Der letzte Krieger starb im Bett. Andreas Kieber (1844 –1939)

Andreas Kieber starb als letzter Soldat des liechtensteinischen Militärkontingents am 19. April 1939 im Alter von 95 Jahren. Ihn würdigte das Liechtenstein auf besondere Weise. Bild: Baron Eduard von ­Falz-Fein/Landesarchiv

Andreas Kieber, der letzte noch lebende Angehörige des Militärkontingents des Fürstentums Liechtenstein, starb am 19. April 1939. Nicht auf dem Schlachtfeld, sondern friedlich zu Hause im Bett.

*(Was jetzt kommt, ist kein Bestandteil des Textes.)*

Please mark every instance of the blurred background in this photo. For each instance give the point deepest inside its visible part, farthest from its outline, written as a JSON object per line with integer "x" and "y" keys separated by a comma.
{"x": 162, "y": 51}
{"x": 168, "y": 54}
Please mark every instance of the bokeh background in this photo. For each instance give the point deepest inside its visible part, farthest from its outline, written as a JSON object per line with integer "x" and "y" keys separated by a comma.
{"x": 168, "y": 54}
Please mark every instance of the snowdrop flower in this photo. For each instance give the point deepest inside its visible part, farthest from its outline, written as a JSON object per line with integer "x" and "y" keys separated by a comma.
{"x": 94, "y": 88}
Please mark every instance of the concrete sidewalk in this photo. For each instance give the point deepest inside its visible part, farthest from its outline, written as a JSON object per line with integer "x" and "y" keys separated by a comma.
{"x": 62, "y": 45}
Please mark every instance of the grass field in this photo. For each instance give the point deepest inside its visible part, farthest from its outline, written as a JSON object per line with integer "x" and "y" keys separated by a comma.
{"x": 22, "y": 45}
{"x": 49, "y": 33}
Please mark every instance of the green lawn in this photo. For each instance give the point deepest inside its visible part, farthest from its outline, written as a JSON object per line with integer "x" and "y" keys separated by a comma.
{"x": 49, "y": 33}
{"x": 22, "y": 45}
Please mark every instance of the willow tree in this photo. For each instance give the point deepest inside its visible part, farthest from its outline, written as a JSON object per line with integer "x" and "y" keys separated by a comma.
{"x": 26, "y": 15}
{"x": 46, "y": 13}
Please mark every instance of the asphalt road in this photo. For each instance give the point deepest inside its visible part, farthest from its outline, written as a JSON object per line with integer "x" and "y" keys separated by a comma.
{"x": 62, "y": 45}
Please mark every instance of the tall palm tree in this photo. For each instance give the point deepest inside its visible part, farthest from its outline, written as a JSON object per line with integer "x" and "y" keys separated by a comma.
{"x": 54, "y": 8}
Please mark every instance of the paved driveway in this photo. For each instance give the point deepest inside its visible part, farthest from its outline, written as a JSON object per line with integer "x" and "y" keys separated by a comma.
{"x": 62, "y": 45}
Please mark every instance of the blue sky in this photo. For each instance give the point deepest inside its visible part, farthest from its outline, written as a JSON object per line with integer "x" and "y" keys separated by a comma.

Als junger Soldat hatte er am letzten Feldzug teilgenommen, als die liechtensteinischen Soldaten auf das Stilfserjoch im Südtirol beordert wurden, aber glücklicherweise nie mit dem Feind in Berührung kamen. 

Text: Günther Meier 

Hochbetagt, im Alter von 95 Jahren, schloss Andreas Kieber seine Augen für immer. Mit ihm sei «ein Stück Alt-Liechtenstein» verschwunden, schrieb das Liechtensteiner Volksblatt in einem Nachruf. Den letzten Soldaten des liechtensteinischen Militärs würdigte das Land auf besondere Weise. Sowohl Fürst Franz Josef II. als auch die Regierung legten am offenen Grab des Veteranen einen Kranz nieder. Das Ableben Kiebers rief der Bevölkerung wieder in Erinnerung, dass auch Liechtenstein eine militärische Vergangenheit hatte. Nicht in erster Linie zur Landesverteidigung, noch weniger zur Eroberung neuer Gebiete, sondern vor allem als Verpflichtung aus der Teilnahme am Deutschen Bund im Jahr 1815, der auch vom kleinen Fürstentum die Bereitstellung eines Militärkontingentes verlangte. Dem losen Staatenbund von 38 Mitgliedern, der bis 1866 bestand, musste Liechtenstein eine Mannschaft von Infanteristen zur Verfügung stellen: Ursprünglich betrug das Kontingent 55 Mann, das aber 1855 auf 64 und 1862 auf 82 Mann erhöht wurde. 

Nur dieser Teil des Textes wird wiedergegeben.